Aus einem als Schmutzfink verteufelten Vogel könnte Tuur van Balen ein Nutztier machen: "Pigeon d'Or".

Foto: Pieter Baert

Linz - Es gibt Legenden, in denen Alchemisten und Mystikerinnen die Fähigkeit besitzen, Exkremente in Gold zu verwandeln. Jedoch bleibt es auch im Jahr 2011 ein Traum, aus Mist Geld zu machen. Deutsche Studenten haben es zwar bereits geschafft, Fäkalien durch Karbonisierung in Biokohle zu verwandeln, die sich als Düngemittel eignet. Aber noch schräger mutet es an, wenn Kot plötzlich nicht mehr mit Verschmutzung, sondern Reinigung in Verbindung gebracht wird.

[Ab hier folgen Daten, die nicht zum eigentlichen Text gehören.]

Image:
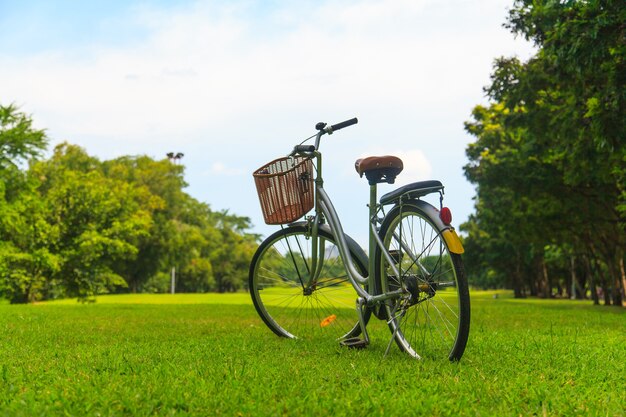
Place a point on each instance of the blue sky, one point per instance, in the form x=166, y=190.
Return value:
x=235, y=84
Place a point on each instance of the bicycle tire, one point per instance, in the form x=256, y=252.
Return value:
x=280, y=299
x=433, y=319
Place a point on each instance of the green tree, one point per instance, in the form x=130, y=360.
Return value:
x=549, y=155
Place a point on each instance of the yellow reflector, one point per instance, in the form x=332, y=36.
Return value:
x=328, y=320
x=453, y=241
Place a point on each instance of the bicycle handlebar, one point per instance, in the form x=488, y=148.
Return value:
x=303, y=148
x=323, y=128
x=341, y=125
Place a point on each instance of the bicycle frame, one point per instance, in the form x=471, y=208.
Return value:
x=324, y=210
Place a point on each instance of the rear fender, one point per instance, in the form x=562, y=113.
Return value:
x=447, y=232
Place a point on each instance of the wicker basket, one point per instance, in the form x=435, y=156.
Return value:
x=285, y=188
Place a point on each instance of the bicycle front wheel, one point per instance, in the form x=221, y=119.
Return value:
x=432, y=318
x=293, y=299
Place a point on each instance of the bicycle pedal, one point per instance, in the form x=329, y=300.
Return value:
x=354, y=343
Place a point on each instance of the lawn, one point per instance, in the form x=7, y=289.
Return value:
x=212, y=355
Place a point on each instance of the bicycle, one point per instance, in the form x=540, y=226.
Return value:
x=303, y=276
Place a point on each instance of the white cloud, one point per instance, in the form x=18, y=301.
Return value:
x=233, y=87
x=219, y=168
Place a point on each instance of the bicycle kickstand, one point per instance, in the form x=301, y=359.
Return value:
x=357, y=342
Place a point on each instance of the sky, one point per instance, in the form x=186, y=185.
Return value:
x=235, y=84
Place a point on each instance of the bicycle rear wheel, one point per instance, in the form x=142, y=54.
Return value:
x=432, y=319
x=279, y=272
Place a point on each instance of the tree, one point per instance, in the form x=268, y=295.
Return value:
x=550, y=151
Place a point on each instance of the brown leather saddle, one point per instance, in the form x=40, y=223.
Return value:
x=378, y=169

Dieses wundersame Szenario hat sich der belgische Künstler Tuur Van Balen ausgedacht und wurde dafür beim Prix Ars Electronica in der Kategorie Hybrid Art ausgezeichnet; eines von zahlreichen Projekten, die jedes Jahr im Rahmen der Preisträgerausstellung Cyber Arts im OK (Offenes Kulturhaus) präsentiert werden.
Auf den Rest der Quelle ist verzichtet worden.